Director Ron Howard and star Tom Hanks team up once more for Inferno, the third film in the €1 billion-earning Robert Langdon franchise, following The Da Vinci Code (released in 2006) and Angels and Demons (2009) – all based, of course, on the best-selling thrillers by Dan Brown.

Hanks once more dons the mantle of famed symbologist Robert Langdon, whose expertise is often sought in solving intricate puzzles that have global implications. This time, he embarks on a trail of clues tied to the famous 14th-century Italian poet Dante Alighieri.

Langdon wakes up in an Italian hospital suffering from amnesia, and haunted by feverish visions and intense headaches. He teams up with Dr Sienna Brooks (Felicity Jones), whom he hopes will help him recover his memories.

Together, the two travel across Europe to stop a madman from unleashing a deadly virus that threatens to wipe out half the world’s population.

In the movie’s production notes, director Howard emphasises that the role of Langdon fits Hanks like a glove.

“Part of the reason everybody loves Tom in this role is that, in real life, he is Robert Langdon,” he says. “Both are driven by curiosity, share a dry sense of humour, and are men who, when faced with a puzzle, are like a dog with a bone – they are fascinated by the world around them and have the wonderful kind of mind that is able to decode it.  And that’s all on top of the fact that he’s one of the best actors of our generation.”

It has drama, it has action, it’s a thriller and it has a human dimension

Hanks states that he enjoys returning time and again to the role of Robert Langdon because for him there’s nothing quite like unravelling a riddle. “Dan Brown created a character that can always be called into play: there’s always going to be a mystery worth analysing.”

‘Inferno’ is of course the Italian word for ‘hell’, and is also the title of the first ‘cantica’ in Dante’s Divina Commedia.  With the stakes so catastrophically high, Langdon has to follow and decrypt a series of clues relating to Dante’s eponymous poem.

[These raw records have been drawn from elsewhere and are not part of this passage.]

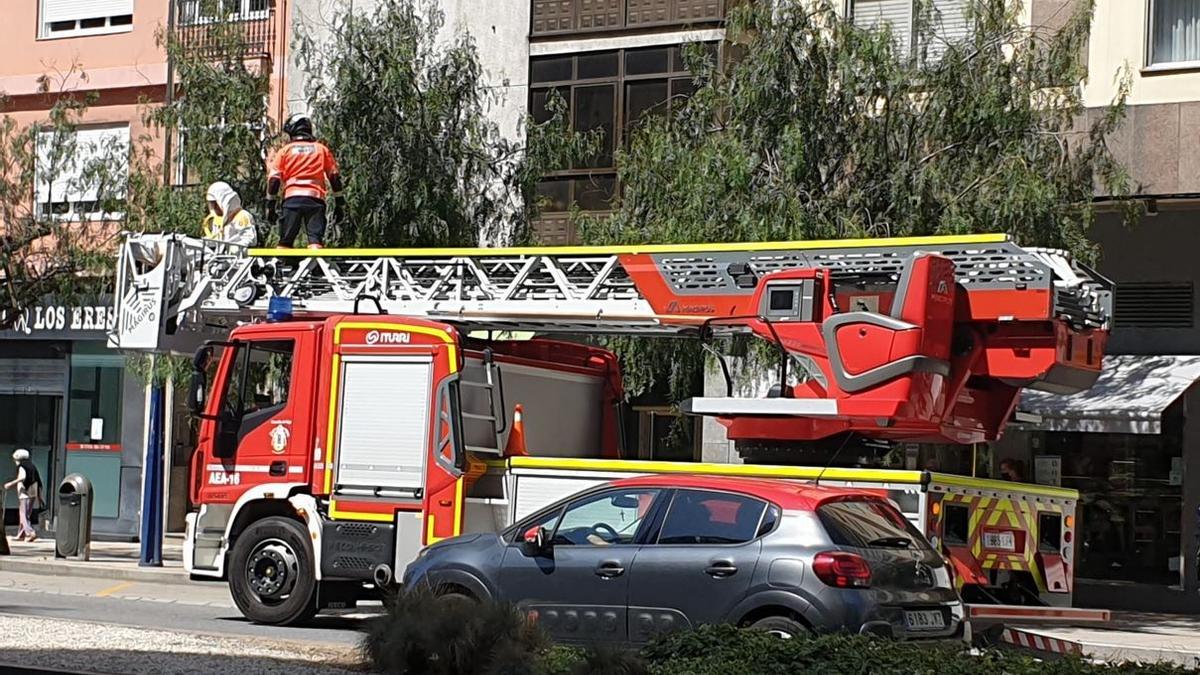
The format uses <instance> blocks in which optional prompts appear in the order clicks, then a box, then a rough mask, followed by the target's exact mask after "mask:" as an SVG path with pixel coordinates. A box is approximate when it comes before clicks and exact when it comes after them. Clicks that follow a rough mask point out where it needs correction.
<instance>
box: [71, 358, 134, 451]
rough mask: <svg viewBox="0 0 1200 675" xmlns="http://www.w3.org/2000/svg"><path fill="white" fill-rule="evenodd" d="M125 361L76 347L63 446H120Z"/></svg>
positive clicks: (72, 358)
mask: <svg viewBox="0 0 1200 675" xmlns="http://www.w3.org/2000/svg"><path fill="white" fill-rule="evenodd" d="M124 368H125V358H124V357H122V356H120V354H114V353H112V352H108V351H107V350H104V348H103V347H101V346H98V345H96V346H92V345H88V344H77V345H76V351H74V353H72V354H71V401H70V404H68V406H67V443H79V444H104V446H115V444H119V443H120V442H121V401H122V375H124Z"/></svg>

“Dante invented our modern conception of Hell,” says producer Brian Grazer.  “In the book, Dante witnesses sinners on Earth punished by poetic justice. That becomes the basis of the puzzles Langdon has to solve in this movie.  Dante described Hell; the painter Botticelli visualised Hell; but only Robert Langdon, the symbologist, can prevent Hell on Earth by stopping the release of a deadly virus.”

To take the analogy further, Hanks explains that “hell, for Langdon in the movie, is both a state of mind and a very physical experience, because he is wracked with pain in his head and he is tortured by the fact he is ignorant of the reasons why.”

“Without a doubt, Langdon goes through his own personal form of hell at the opening of this movie – his personal Inferno,” elaborates Brown, who also serves as executive producer on the film. “He wakes up in a hospital room, people are trying to kill him, and he has no idea what this artefact is that he’s carrying.  He has to follow a trail of clues to find out who wants him dead and why.”

Needless to say, a film of this sort is chock-full of excitement. “Inferno has every reason to be exciting to audiences, because it has drama, it has action, it’s a thriller and it has a human dimension,” says Grazer. “It has all these sort of thriller components and a very big international cast; you travel throughout the world in a very kind of exotic and in some ways almost a fantasy way and it’s driven by Langdon played by Hanks.”

Said international cast is led by the British actress Jones as Dr Brooks, French actor Omar Sy as Christoph Bouchard, Indian star Irrfan Khan as Harry Sims and Danish actress Sidse Babett Knudsen as Dr Elizabeth Sinskey. Ben Foster, an American, also stars as the bioengineer Bertrand Zobrist.

Inferno was adapted for the screen by David Koepp.

StorksStorks

Also showing

Storks, Class: U – Storks deliver babies, or at least they used to. Now, they deliver packages for a global internet retail giant. Junior (Andy Samberg), the company’s top delivery stork, lands in hot water when the Baby Factory produces an adorable but wholly unauthorised girl.

Showing today only

Miss SaigonMiss Saigon

Miss Saigon – 25th anniversary performance, Class: 15 – A gala performance is showing at various cinemas today only, in celebration of the production’s anniversary. The epic love story tells the tragic tale of a young bargirl, Kim, orphaned by war, who falls in love with American GI Chris – but their lives are torn apart by the fall of Saigon. Miss Saigon features appearances by the original cast, including Jonathan Pryce and Lea Salonga. The film shows  at the Eden Cinema, St Julian’s (16.30 and 20.00), the Empire Cinema, Bugibba (16.00 and 20.30), the Embassy Cinema, Valletta (16.00 and 19.30), Galleria Cinema, Fgura (14.00, 17.30 and 20.50) and the Citadel Cinema in Gozo at 20.00.